As children once again head out into the fields to pick cotton in Uzbekistan, farmers say they have little alternative but to take advantage of this cheap labour source. They argue that if the government allowed them to operate independently and stopped imposing crippling production quotas, child labour would become unnecessary.


Since mid-September, independent media and human rights activists have been reporting that children are once again being used to pick cotton.



“Schools are being set quotas for gathering cotton,” said a woman from the Fergana valley, one of the key areas for growing this key export crop. “When one headmaster was reluctant to send his pupils out to pick cotton, he was threatened with dismissal.”



Sources in Uzbekistan say that on September 22, Prime Minister Shafkat Mirzieyev met local government chiefs and security service heads from all regions of Uzbekistan and ordered the harvest to be organised as a “hashar” – a term that traditionally meant voluntary communal labour, but these days translates in practice into forced child labour.



Until 2008, child labour was widespread in Uzbekistan, and children as young as eight or nine years of age were forced to work in the cotton fields. As the government came under mounting pressure from the international community, culminating in a boycott by major United States and British textile importers and clothing retailers, the authorities announced in September 2008 that they were banning the use of child labour.



Last year, Uzbekistan ratified the International Labour Organisation Convention on the Worst Forms of Child Labour and the Convention on the Minimum Age for Admission to Employment and Work. (For a report on the declared ban, see Uzbek Child Labour Ban Hard to Enforce, 23-Sep-08.)



Earlier this year, IWPR reported that children were again being used as labour for the spring planting season. (See Uzbek Children Back in the Fields, 26-May-09.)



Some farmers say child labour could be eliminated if the authorities reformed the agricultural sector to give them the freedom to choose what and how much to grow. Currently, they are subject to Soviet-style production quotas. This year, the national target has been set at 3.5 million tons.



As one farmer in the Tashkent region pointed out, there is no shortage of adult labour; the problem is that with the low cotton purchase prices imposed by the state, it is difficult to find the money to hire seasonal workers.



“The country now has high unemployment, and the markets where people hire themselves out as labour are full of the unemployed,” said the farmer “The government could avoid child labour by getting these people out into the fields.”



Last year, the purchase price was set at 400 soms per kilogram of cotton (around 25 US cents) and this year the authorities have said they will pay 502 soms.
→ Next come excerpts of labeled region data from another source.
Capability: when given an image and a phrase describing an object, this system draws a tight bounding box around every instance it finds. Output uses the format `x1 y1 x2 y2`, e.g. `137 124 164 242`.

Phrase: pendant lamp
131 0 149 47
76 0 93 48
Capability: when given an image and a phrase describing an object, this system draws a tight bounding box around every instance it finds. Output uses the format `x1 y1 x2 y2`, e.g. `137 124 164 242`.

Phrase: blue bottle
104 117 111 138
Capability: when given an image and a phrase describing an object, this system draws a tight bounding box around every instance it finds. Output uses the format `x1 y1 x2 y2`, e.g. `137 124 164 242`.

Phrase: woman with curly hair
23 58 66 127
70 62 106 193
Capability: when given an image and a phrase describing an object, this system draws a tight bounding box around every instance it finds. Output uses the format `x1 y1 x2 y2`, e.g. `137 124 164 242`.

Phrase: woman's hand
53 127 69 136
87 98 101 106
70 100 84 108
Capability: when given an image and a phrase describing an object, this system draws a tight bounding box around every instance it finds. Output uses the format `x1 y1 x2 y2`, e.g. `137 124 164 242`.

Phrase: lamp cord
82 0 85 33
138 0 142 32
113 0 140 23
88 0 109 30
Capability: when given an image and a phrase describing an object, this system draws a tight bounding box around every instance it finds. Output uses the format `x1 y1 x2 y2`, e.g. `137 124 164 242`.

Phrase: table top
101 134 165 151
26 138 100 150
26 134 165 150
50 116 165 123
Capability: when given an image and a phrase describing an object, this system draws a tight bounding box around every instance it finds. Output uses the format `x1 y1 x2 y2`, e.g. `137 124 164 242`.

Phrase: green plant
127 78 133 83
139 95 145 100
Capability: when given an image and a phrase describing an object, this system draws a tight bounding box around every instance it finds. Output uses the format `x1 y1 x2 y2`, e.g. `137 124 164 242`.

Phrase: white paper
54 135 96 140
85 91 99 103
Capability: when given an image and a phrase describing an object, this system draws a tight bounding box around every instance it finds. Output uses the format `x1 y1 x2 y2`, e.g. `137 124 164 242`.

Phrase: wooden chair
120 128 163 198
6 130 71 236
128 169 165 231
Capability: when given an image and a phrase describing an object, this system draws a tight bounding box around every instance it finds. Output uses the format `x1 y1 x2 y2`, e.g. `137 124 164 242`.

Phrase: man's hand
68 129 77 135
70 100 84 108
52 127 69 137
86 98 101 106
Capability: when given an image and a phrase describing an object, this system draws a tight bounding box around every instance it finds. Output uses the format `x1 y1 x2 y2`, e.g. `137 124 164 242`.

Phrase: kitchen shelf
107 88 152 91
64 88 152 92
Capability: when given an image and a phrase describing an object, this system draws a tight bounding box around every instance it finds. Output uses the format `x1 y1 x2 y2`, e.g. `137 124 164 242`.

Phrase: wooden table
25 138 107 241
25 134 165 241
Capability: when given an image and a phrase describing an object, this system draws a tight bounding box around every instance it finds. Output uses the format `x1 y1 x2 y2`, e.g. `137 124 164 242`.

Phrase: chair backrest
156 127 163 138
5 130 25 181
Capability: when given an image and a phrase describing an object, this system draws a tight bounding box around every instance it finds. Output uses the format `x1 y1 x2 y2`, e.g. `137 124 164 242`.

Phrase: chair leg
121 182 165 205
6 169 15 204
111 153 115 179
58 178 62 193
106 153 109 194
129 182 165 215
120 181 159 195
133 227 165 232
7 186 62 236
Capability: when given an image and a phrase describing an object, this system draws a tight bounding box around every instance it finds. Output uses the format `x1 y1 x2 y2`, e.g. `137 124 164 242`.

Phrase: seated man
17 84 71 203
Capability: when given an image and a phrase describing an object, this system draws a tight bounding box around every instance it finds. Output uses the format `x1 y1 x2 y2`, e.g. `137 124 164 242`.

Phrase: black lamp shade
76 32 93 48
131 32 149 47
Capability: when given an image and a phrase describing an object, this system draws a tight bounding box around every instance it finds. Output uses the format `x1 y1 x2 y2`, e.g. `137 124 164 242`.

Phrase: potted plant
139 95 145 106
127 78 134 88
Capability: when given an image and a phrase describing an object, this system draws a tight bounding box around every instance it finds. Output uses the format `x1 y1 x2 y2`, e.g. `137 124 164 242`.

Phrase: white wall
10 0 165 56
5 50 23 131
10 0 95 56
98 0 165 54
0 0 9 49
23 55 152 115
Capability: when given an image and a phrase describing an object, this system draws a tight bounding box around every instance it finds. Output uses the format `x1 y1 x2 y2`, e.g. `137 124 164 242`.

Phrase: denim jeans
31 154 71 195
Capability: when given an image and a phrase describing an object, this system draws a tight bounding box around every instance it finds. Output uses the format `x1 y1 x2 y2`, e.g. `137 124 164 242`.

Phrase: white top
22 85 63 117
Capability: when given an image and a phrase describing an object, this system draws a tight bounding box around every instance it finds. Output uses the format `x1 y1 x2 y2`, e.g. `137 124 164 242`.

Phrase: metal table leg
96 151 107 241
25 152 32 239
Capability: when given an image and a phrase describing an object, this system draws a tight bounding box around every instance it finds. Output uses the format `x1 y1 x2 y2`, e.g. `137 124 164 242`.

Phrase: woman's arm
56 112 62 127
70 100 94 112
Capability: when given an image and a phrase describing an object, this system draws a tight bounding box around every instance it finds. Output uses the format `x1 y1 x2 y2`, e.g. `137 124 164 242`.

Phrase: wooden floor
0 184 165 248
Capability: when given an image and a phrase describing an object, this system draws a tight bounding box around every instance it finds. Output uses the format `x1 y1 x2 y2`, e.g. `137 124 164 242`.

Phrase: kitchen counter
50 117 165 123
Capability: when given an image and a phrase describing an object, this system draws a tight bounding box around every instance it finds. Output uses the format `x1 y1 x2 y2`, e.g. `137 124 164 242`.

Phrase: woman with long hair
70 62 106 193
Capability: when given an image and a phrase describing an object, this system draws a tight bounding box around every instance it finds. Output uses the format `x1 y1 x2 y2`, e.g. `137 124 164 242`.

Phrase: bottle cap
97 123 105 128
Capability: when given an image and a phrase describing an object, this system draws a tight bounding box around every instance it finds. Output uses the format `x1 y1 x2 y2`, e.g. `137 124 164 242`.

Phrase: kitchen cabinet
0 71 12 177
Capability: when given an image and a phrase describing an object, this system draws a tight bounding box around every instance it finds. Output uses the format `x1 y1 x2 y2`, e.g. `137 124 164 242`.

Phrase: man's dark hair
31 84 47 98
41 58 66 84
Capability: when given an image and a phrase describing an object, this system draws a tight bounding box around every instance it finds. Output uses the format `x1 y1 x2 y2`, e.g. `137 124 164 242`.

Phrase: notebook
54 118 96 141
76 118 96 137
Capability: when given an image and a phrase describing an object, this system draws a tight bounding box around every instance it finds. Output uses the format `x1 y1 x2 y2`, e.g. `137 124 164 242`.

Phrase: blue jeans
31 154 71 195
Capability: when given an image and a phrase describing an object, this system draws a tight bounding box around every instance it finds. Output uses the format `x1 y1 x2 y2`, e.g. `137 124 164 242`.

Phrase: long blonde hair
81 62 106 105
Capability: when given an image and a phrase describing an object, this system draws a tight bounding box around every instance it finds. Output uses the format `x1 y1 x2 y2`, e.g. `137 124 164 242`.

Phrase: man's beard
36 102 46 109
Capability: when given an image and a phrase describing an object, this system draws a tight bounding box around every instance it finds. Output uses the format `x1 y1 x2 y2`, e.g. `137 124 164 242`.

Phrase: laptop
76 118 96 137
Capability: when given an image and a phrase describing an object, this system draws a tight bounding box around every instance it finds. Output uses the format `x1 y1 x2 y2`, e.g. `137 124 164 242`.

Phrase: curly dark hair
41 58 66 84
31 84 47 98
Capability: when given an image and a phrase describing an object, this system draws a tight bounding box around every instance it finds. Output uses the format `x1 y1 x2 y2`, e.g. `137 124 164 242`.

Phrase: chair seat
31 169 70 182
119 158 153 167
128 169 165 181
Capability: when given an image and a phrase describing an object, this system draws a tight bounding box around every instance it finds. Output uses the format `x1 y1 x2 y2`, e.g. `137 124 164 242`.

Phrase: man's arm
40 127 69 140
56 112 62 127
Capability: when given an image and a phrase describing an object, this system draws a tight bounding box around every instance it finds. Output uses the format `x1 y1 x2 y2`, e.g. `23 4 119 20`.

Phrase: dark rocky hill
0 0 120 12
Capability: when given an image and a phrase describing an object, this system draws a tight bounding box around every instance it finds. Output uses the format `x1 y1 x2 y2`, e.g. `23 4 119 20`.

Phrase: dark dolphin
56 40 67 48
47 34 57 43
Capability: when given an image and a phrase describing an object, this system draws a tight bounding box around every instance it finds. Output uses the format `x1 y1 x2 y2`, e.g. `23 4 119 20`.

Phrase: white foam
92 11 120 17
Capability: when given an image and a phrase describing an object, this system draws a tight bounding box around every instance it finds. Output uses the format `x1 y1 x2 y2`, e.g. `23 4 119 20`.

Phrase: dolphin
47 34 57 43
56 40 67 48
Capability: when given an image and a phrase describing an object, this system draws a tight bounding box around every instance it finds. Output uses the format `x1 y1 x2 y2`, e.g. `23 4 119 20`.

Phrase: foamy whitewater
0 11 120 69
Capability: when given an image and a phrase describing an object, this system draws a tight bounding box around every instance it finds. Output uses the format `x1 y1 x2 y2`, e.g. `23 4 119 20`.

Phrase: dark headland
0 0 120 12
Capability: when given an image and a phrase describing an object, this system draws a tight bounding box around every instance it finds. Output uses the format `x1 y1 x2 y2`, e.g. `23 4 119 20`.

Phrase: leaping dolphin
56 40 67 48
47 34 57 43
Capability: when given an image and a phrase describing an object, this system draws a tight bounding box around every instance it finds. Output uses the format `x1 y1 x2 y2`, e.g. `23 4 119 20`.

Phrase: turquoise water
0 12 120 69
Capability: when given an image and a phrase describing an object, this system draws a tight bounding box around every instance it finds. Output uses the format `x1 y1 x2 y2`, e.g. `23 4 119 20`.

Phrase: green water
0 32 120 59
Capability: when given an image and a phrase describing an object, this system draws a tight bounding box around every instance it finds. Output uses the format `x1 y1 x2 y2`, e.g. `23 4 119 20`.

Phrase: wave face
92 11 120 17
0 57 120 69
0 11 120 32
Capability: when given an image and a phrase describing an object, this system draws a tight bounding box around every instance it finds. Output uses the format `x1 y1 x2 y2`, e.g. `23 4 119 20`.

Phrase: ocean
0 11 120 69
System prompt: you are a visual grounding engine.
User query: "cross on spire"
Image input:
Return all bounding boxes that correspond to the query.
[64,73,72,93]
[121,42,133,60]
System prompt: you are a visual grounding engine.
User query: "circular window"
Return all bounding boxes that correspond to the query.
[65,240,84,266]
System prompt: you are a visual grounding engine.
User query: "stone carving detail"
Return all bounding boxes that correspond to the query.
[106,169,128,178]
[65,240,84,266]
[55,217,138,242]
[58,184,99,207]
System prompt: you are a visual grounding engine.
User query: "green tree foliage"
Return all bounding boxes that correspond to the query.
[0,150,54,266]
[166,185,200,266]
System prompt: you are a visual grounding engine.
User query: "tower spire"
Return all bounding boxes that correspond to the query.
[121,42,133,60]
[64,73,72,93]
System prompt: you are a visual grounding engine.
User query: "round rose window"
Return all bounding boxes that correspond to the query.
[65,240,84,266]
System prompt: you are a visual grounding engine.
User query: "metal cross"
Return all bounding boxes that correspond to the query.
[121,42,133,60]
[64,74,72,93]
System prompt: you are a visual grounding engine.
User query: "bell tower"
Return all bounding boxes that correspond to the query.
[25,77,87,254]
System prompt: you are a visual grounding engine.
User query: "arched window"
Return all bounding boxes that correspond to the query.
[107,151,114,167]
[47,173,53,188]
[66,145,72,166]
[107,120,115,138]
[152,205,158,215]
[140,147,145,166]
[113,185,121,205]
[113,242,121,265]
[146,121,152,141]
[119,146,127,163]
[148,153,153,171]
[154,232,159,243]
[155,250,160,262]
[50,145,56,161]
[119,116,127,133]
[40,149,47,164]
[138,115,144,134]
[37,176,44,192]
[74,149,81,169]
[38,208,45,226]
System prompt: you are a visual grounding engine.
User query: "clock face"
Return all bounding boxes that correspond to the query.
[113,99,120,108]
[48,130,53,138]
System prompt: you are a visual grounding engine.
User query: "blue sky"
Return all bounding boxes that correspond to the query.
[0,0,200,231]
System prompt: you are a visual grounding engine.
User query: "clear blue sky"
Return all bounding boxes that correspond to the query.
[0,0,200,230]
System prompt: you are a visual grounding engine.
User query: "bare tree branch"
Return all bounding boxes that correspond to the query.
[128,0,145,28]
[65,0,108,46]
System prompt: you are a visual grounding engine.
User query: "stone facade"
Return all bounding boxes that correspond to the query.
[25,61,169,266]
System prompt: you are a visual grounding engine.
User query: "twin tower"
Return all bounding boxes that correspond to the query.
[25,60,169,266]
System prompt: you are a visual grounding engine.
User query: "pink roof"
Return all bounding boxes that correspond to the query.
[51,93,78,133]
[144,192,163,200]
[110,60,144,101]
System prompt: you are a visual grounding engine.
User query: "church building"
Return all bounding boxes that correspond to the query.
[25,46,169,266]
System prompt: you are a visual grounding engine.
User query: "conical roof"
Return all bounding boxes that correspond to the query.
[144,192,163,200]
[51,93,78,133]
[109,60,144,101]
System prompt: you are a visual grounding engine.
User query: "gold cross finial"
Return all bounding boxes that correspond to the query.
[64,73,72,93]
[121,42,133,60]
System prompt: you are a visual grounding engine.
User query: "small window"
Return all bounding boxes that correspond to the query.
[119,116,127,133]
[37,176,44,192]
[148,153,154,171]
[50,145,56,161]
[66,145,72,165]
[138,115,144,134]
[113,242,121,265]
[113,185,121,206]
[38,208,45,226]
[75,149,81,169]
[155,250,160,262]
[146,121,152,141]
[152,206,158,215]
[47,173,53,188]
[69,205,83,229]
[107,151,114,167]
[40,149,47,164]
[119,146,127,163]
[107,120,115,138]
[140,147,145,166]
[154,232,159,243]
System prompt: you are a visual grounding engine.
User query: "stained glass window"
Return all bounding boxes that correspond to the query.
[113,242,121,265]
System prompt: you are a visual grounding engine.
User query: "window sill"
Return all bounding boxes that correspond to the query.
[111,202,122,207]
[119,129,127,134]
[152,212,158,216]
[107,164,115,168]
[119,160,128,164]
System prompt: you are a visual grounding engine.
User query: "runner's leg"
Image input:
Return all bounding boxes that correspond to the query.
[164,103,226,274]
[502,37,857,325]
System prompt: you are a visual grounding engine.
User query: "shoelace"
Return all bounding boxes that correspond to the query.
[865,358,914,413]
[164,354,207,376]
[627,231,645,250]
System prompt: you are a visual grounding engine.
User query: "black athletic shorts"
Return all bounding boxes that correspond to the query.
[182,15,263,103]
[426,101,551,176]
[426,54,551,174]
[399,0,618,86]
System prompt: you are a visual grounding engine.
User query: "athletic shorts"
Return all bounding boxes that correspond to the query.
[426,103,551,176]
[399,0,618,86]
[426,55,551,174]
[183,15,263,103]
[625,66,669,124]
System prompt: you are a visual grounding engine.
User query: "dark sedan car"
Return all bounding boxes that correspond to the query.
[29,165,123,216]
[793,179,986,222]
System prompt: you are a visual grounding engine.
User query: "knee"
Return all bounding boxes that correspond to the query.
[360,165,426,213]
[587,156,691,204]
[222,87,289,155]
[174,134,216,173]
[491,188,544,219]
Farmers receive the money by bank transfer, but they find it difficult to get it out of their accounts because of restrictions on the size of withdrawals.



“If farmers were given more freedom and were able dispose of the money in their bank accounts freely, it would be possible to gather cotton without using child labour,” said a farmer in the Jizak region of central Uzbekistan. “Many people go to Kazakstan to pick cotton because the pay is better there.” (For a report on these migrants, see Uzbeks Caught Trying to Work in Kazakstan, 18-Sep-09.)



Farm workers in Kyrgyzstan and Kazakhstan get 11 to 15 cents per kilo of cotton, whereas last year adults were paid 3.5 cents a kilo in Uzbekistan, and children 2.5 US cents.



Much of the harvest is gathered by hand, as the mechanical pickers of the late Soviet era have broken down and not been replaced.



“In the early Nineties, we had good cotton picking machines,” said a farmer in the Khorezm region of northwestern Uzbekistan. “In1991, for example, children were not forced to go out to the fields, as the cotton was picked by machines.”



(NBCentralAsia is an IWPR-funded project to create a multilingual news analysis and comment service for Central Asia, drawing on the expertise of a broad range of political observers across the region. The project ran from August 2006 to September 2007, covering all five regional states. With new funding, the service has resumed, covering Uzbekistan and Turkmenistan.)